Estate Sues Bars, Restaurant for Failure to Prevent Fatal, Drunken Brawl

The question of what degree of care property owners owe patrons in Florida depends on numerous factors, including the visitors’ purpose on site, how the dangerous condition arose and whether the risk was foreseeable to the owner/ occupier.injury attorney

Although we generally think of Florida premises liability cases to involve things like slippery floors, broken stairs, elevator/ escalator accidents or even dog bites.

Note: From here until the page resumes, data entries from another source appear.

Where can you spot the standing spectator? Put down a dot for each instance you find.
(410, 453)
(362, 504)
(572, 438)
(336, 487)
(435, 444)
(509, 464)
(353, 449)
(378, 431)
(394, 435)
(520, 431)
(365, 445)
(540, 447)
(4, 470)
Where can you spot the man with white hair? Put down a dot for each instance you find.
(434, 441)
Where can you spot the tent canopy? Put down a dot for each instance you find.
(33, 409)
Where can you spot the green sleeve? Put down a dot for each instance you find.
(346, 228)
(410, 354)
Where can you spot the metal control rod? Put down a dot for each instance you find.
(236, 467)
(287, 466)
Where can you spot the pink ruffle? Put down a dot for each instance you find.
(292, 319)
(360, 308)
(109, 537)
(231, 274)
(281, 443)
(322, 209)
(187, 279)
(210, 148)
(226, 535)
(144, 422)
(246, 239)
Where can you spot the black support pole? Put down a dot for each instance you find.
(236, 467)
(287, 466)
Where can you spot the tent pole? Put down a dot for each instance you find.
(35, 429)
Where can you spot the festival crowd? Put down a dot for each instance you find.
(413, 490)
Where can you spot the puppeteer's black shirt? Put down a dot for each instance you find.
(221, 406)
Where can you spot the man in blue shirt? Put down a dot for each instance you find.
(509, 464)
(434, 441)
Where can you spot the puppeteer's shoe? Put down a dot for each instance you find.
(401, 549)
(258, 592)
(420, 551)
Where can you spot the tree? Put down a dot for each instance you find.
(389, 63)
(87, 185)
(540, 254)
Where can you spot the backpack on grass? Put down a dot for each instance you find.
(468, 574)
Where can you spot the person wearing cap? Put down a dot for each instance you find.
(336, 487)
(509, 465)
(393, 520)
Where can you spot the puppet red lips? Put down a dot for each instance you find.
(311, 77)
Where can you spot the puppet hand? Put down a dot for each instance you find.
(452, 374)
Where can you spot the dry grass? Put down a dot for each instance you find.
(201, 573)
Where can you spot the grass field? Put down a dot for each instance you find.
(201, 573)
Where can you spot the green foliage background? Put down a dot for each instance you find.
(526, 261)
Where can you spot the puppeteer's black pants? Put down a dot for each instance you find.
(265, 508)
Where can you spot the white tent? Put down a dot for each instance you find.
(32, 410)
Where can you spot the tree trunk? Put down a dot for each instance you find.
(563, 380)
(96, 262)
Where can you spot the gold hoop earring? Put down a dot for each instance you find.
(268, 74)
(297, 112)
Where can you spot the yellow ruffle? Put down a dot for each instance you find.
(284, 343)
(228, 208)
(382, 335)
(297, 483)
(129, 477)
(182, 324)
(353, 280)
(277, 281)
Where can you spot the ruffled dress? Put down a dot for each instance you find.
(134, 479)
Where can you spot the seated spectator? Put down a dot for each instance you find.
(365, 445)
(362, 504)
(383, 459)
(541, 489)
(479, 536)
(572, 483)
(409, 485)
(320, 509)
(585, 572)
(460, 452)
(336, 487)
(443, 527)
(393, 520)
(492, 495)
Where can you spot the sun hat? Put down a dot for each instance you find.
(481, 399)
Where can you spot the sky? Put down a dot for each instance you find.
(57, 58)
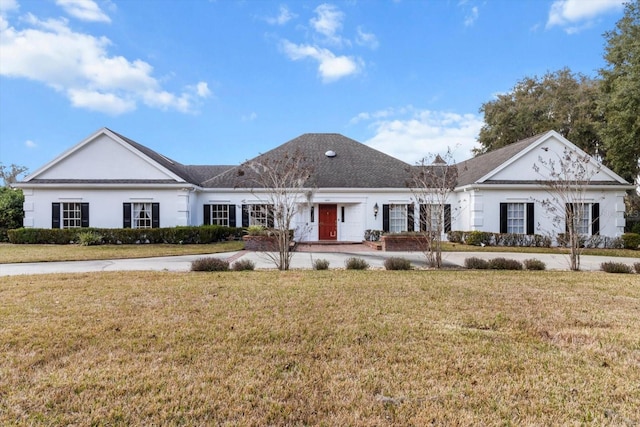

But another common dangerous condition on property involves failure to protect against third-party assault or violent criminal conduct. Businesses in some cases do have a responsibility to protect customers or visitors from these types of incidents, typically by providing adequate security. However, a good  Tampa personal injury lawyer knows claimants in these instances must usually establish a historical pattern of the same or similar crimes at that particular location, nearby or at the same type of businesses.

In a recent case out of Washington, D.C., a federal court reversed in part and affirmed in part a decision by a lower trial court to dismiss premises liability claims against two local bars and grant summary judgment to a fast-food restaurant. In the case of a drunken brawl that turned fatal, the U.S. Court of Appeals for the District of Columbia Circuit ruled that while the summary judgment against the fast-food restaurant where the fight started should stand, the favorable ruling toward the bars where the men consumed the alcohol should be reversed because the estate of decedent did have grounds for a valid wrongful death claim.

According to court records, the fast-food restaurant in question is located on a busy downtown street of D.C. and is open 24-hours-a-day. As such, it is sometimes the site of an influx of patrons – often drunk – on Friday and Saturday nights.

The night in question was one in September 2011, when two groups of men began trading barbs while at this fast-food joint. One of those would ultimately be a defendant and one, a 33-year-old U.S. Army veteran and graduate student, the decedent. The argument spilled outside the restaurant and onto the sidewalk. While just outside the restaurant, the defendant patron punched decedent, who fell to the ground and struck his head on the sidewalk. Four days later, the man who’d been punched died while still in a hospital. The U.S. Attorney’s Office did not charge the man who punched him, classifying the death as “justifiable homicide” and finding the punch was an act of self-defense. (The man’s parents are fighting this after an in-depth review of surveillance footage that seems to contradict the witness interviews on which prosecutors based their decision.)

Decedent’s parents filed wrongful death lawsuits against the man who struck their son, two of his friends who were part of the fight, several bars that served alcohol to defendant and his friends on the night of the fight and against the fast-food franchise owner and corporation where the fight happened.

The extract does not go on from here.